Warsaw raised the alarm about the alleged movement of a hundred Wagner mercenaries from Belarus to the so-called Suwałki Corridor, strategic passage that connects the Russian enclave of Kaliningrad to Lukashenko’s country, squeezed between two NATO member states: Poland and Lithuania. The Wagner private militia continues to pose a threat to the Polish prime minister, Mateusz Morawiecki, according to whom it is “a step towards a further hybrid attack on Polish territory”. “Now – he said – the situation is even more dangerous. We have information according to which more than 100 mercenaries from the Wagner group have moved towards the Suwałki corridor. They will probably be disguised as Belarusian border guards and will help illegal immigrants to enter Polish territory (…) but maybe they will also try to infiltrate Poland by posing as illegal immigrants,” Morawiecki added. The Suwałki Corridor crosses Belarus, narrow and loyal ally of Moscow, which at the moment would host the bulk of Yevgheny Prigozhin’s private army.
Vladimir Putin
The Russian president Vladimir Putin, speaking in St.

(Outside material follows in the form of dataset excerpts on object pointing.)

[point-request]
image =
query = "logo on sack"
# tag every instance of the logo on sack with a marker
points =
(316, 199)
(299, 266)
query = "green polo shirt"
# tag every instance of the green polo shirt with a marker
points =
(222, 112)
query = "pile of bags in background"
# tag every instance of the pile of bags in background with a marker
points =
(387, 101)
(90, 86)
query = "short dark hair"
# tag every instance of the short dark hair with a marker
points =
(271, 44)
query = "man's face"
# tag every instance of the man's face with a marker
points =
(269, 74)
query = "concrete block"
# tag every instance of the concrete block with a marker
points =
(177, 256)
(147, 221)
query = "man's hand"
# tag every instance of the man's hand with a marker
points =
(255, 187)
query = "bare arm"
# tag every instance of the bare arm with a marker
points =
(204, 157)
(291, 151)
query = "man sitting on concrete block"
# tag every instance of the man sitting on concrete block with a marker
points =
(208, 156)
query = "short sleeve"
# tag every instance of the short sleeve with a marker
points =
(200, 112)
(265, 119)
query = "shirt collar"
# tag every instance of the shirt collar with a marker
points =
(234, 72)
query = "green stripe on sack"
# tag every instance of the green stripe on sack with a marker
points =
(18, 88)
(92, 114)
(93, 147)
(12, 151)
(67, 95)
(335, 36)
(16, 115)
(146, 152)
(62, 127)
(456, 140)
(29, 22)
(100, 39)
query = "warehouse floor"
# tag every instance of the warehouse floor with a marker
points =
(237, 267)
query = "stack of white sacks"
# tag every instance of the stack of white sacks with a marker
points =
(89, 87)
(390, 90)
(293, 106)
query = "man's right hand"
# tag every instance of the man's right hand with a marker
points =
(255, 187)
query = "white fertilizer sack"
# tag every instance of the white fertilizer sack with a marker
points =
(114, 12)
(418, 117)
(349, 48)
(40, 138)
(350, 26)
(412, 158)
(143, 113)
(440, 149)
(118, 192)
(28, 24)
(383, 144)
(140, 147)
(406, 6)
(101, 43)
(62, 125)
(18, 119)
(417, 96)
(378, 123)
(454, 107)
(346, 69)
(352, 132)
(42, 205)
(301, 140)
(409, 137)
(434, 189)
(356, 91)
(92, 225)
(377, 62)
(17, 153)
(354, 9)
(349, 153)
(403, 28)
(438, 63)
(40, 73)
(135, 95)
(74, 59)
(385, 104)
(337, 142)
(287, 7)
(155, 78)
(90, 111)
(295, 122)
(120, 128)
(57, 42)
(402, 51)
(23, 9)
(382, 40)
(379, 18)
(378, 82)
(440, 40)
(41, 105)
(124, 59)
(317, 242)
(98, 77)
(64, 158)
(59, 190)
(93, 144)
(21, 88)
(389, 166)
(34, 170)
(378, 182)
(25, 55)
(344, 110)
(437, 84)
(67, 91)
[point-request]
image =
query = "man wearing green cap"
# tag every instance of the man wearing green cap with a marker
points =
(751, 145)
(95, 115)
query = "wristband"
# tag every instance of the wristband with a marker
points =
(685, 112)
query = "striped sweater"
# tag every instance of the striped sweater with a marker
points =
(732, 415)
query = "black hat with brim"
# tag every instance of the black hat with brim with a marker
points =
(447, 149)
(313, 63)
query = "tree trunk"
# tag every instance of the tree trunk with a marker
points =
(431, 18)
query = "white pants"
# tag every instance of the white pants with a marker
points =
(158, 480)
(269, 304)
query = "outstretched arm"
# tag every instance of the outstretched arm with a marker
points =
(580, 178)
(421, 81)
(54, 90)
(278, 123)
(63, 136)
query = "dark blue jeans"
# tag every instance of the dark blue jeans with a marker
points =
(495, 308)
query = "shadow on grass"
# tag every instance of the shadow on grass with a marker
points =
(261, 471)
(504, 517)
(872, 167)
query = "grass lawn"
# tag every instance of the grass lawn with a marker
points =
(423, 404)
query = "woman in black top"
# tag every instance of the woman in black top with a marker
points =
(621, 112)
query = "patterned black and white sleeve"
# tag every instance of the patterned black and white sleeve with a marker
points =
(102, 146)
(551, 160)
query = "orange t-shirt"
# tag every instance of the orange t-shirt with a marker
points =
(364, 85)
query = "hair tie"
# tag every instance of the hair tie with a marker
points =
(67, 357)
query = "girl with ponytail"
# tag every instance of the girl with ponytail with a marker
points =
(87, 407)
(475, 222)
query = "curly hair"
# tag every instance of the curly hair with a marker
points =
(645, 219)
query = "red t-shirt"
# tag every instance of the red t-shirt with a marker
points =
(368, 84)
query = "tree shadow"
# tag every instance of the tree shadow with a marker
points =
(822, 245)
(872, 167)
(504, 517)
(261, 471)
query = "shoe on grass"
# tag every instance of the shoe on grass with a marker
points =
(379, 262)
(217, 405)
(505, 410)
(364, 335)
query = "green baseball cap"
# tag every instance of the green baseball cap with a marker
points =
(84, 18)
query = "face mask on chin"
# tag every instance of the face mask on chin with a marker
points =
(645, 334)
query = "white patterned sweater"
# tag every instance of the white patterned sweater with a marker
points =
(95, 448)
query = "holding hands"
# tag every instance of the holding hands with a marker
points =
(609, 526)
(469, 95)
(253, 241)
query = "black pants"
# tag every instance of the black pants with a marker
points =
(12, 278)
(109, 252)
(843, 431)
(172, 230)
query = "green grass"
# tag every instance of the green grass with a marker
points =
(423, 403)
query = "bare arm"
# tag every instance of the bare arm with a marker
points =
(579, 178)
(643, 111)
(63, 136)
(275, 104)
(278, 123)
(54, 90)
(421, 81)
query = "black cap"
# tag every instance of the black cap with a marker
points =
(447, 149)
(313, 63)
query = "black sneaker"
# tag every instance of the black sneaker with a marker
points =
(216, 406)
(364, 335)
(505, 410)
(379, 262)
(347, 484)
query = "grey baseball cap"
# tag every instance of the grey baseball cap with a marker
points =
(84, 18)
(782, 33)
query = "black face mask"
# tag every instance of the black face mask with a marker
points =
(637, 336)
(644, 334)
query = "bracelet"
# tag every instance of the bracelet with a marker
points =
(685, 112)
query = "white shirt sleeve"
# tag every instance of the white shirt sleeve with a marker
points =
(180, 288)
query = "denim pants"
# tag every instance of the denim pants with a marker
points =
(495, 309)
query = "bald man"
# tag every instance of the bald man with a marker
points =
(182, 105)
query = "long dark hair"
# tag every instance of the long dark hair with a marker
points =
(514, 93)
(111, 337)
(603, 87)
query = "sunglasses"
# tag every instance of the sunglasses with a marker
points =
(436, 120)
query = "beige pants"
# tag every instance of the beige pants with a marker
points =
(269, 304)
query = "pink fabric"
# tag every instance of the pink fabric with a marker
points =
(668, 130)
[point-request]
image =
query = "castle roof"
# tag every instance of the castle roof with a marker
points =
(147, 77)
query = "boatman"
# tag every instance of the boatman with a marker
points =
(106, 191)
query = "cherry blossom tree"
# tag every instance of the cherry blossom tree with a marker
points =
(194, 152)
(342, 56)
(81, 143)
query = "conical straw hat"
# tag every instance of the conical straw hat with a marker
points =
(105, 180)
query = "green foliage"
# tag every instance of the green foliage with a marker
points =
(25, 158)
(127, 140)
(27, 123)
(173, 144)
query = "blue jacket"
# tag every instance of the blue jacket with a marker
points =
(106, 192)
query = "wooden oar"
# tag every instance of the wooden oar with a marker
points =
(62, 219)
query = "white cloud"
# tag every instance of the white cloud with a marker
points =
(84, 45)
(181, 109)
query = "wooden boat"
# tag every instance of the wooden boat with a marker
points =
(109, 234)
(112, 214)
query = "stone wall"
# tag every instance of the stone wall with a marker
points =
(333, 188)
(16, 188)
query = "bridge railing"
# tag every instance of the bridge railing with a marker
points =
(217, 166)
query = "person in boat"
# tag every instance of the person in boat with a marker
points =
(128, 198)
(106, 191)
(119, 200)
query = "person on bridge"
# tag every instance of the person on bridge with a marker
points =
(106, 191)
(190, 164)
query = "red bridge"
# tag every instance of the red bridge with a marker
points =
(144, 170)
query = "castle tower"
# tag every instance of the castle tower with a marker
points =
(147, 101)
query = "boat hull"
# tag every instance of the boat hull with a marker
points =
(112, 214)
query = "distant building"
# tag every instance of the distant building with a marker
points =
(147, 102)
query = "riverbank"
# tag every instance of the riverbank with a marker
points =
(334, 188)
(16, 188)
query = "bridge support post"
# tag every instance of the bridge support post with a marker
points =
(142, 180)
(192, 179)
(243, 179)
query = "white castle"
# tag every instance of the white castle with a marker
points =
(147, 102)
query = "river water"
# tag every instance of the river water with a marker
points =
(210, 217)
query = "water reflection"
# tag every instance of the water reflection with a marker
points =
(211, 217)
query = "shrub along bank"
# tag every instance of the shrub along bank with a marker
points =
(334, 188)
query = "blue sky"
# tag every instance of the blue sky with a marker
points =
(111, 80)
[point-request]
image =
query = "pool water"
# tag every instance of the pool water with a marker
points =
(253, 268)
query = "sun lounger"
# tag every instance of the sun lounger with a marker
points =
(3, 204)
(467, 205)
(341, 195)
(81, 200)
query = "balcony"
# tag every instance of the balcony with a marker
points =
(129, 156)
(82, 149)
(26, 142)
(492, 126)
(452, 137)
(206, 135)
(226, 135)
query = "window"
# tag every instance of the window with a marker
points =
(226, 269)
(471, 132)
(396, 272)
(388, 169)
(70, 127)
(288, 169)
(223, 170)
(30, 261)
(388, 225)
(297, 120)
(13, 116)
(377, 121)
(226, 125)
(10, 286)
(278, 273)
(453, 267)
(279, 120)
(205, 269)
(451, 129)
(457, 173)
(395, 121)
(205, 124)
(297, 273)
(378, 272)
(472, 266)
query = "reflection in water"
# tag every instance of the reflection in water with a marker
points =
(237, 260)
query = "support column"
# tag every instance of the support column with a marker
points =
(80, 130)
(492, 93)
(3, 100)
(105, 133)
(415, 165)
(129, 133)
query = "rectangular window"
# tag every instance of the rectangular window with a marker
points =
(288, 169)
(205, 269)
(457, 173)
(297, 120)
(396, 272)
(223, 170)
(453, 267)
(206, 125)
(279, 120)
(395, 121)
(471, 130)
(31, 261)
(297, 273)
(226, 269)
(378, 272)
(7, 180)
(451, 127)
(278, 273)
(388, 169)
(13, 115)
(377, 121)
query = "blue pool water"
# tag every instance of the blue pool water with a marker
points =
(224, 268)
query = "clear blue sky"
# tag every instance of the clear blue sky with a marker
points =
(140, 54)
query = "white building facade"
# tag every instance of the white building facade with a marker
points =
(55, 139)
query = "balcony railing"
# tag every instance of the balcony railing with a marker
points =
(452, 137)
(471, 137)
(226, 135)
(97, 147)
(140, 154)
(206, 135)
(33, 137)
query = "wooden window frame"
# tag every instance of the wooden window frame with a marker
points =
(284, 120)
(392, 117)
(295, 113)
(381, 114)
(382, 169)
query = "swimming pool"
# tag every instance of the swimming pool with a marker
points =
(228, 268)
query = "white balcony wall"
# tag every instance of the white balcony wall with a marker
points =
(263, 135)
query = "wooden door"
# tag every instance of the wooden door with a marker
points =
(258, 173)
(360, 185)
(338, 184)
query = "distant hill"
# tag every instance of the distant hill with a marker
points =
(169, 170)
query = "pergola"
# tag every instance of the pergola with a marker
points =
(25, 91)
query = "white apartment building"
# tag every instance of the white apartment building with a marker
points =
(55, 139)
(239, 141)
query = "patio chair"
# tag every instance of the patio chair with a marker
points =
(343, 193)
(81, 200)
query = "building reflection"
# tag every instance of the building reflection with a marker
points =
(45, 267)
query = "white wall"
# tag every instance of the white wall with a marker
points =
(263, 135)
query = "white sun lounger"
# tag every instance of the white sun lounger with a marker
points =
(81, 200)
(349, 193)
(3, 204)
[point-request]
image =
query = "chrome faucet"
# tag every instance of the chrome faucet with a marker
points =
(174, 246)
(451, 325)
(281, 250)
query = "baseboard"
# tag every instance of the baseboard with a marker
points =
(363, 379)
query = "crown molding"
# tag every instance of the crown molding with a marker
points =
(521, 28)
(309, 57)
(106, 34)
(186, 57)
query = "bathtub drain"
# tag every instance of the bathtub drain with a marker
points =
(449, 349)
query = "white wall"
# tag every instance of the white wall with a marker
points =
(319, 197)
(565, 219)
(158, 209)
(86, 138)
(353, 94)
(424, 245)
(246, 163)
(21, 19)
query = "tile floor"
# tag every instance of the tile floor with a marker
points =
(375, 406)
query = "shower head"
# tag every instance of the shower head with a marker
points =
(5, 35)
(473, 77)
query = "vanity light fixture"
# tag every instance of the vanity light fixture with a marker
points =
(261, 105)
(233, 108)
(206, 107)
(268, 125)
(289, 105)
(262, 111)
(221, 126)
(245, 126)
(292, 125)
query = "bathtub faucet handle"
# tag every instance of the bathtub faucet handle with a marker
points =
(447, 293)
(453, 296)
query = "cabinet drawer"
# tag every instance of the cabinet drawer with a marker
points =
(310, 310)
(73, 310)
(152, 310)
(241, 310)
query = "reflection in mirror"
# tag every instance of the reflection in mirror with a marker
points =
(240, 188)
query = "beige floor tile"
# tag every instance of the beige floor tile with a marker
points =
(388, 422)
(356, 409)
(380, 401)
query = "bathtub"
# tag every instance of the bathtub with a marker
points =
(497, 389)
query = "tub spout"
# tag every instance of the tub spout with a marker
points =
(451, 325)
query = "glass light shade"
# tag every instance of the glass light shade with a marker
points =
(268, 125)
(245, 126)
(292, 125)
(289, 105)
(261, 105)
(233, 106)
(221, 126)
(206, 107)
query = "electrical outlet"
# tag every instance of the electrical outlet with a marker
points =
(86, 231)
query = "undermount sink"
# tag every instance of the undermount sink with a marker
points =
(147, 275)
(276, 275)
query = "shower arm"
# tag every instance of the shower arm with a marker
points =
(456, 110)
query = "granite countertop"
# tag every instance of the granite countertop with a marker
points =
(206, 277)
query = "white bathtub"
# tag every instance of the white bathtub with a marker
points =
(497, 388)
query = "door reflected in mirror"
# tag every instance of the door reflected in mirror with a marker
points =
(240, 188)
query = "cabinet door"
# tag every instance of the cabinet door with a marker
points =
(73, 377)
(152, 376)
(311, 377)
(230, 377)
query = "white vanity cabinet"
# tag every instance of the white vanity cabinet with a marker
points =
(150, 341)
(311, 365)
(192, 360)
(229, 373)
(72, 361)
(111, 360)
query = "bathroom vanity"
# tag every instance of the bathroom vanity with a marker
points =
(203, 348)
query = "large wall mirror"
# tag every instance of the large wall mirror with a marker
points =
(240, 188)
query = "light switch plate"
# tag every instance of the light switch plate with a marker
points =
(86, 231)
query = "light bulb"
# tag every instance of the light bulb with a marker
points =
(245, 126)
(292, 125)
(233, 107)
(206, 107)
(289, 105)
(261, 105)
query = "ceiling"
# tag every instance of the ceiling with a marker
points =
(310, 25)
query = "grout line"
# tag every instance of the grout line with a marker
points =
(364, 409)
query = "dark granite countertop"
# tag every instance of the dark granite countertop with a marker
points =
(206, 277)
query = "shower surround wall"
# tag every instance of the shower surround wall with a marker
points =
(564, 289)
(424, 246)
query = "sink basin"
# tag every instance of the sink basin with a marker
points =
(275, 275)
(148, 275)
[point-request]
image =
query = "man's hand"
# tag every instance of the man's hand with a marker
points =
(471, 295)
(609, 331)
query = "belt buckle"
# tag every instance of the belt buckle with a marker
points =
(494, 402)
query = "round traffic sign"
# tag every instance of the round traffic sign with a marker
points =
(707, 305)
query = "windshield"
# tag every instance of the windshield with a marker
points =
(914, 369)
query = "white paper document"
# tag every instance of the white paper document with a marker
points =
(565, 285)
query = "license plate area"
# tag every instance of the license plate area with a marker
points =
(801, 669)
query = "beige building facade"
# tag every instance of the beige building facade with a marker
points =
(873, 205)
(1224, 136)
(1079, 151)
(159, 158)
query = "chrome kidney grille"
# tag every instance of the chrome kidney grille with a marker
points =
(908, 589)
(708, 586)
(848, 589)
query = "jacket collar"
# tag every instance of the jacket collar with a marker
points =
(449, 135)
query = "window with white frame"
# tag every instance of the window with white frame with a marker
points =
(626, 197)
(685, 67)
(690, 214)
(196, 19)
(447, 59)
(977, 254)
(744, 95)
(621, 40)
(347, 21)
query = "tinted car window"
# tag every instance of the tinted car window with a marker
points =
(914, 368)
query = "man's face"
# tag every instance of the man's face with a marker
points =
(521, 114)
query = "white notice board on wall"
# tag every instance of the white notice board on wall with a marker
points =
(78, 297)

Petersburg with some media at the end of the summit with African leaders, said that “there is no change in the ongoing special military operation” in Ukraine. “Ukraine has lost 415 tanks since June 4” Putin added, pointing out that “Kiev’s mobilization resources are running out”. Putin, speaking at the end of the meeting with African leaders in St. Petersburg, then defended the arrest of critical voices during the “armed conflict” with Ukraine. “It’s 2023 and Russia is engaged in an armed conflict with a neighboring country. And I think there should be a certain attitude towards people who harm us inside the country,” he said.